Em “A Verdadeira Dor”, Jesse dá vida a David, que divive o protagonismo da trama ao lado de Benji, interpretado por Kieran Culkin. Ao viajarem para a Europa em busca de homenagear sua falecida avó, os primos buscam reatar a relação mais próxima que tinham, mas que se perdeu ao longo do tempo.

Rapidamente conseguimos notar as diferenças visuais e comportamentais entre os primos David e Benji. Enquanto David vive uma vida frenética entre família e emprego, Benji é o primo alternativo que busca um rumo para sua vida.
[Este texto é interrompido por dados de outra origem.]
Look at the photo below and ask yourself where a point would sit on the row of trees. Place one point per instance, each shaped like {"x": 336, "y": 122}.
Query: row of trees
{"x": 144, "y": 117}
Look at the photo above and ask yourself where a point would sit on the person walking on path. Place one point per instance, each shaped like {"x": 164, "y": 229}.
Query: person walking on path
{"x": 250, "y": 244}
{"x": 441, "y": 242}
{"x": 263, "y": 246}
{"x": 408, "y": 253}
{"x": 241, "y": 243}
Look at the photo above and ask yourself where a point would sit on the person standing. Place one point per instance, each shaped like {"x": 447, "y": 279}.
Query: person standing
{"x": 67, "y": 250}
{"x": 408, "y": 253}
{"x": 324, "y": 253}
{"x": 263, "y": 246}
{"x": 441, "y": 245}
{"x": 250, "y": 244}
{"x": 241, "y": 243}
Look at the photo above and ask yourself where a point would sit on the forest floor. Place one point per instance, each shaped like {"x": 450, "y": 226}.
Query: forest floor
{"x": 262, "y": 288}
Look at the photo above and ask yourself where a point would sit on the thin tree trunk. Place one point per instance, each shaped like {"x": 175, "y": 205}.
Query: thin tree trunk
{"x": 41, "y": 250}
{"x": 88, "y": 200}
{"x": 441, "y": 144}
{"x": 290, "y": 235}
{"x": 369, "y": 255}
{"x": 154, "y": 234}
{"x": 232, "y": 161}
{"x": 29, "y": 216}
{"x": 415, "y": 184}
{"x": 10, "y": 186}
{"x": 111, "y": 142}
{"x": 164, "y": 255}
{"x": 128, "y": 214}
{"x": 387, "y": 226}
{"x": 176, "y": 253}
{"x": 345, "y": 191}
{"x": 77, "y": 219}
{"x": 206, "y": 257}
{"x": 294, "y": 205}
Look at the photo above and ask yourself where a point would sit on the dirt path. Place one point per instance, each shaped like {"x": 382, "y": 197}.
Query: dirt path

Essa dicotomia entre os personagens é fundamental para entender as escolhas do filme.
Ao viajarem juntos com um grupo de turismo, passamos 90% do longa com a dupla e assim, imerso em seus conflitos de personalidades e diálogos rápidos e inteligentes. Jesse Eisenberg dirige, atua e produz o filme, mas é no roteiro onde ele tem seu maior destaque.

Ao mesclar o respeito ao lidar com uma ficcção sobre a história de várias famílias judaicas com o holocausto com um humor seco e repentino, o longa-metragem traz uma linguagem para si um pouco difícil de absorver, mas que funciona ao equilibar o tom do filme.
Com a presença desse humor, “A Verdadeira Dor” acaba sendo uma comédia, mas que não para por ai. A relação entre David e Benji, como ela se desenvolve durante a trama e afeta os personagens dá ao filme profundidade e afasta o longa de uma comédia sem substância.

É um humor que busca um refinamento, ao inserir os momentos de riso de forma quase imperceptível em diversos momentos. É o oposto do humor onde os filmes param e separam alguns minutos só para risada, dando a impressão que diretores e roteiristas não sabem aonde colocar os momentos cômicos em suas obras.
O personagem que acaba sendo o alívio cômico do filme é Benji. O trabalho de Kieran Culkin realça o roteiro e traz uma complexidade a Benji que em diversos momentos faz com que você não sabe se sente raiva, pena, graça ou simpatia com a sua história.
Um dia ouvi dizer que todo introvertido merece um extrovertido ao seu lado e parece que “A Verdadeira Dor” surgiu desse lema. A contraposição entre as personalidades de David e Benji e o espaço criativo de Jesse e Keiran para relação entre suas personagens é o destaque do longa, que nos faz perguntar qual é a verdadeira dor que o filme trata.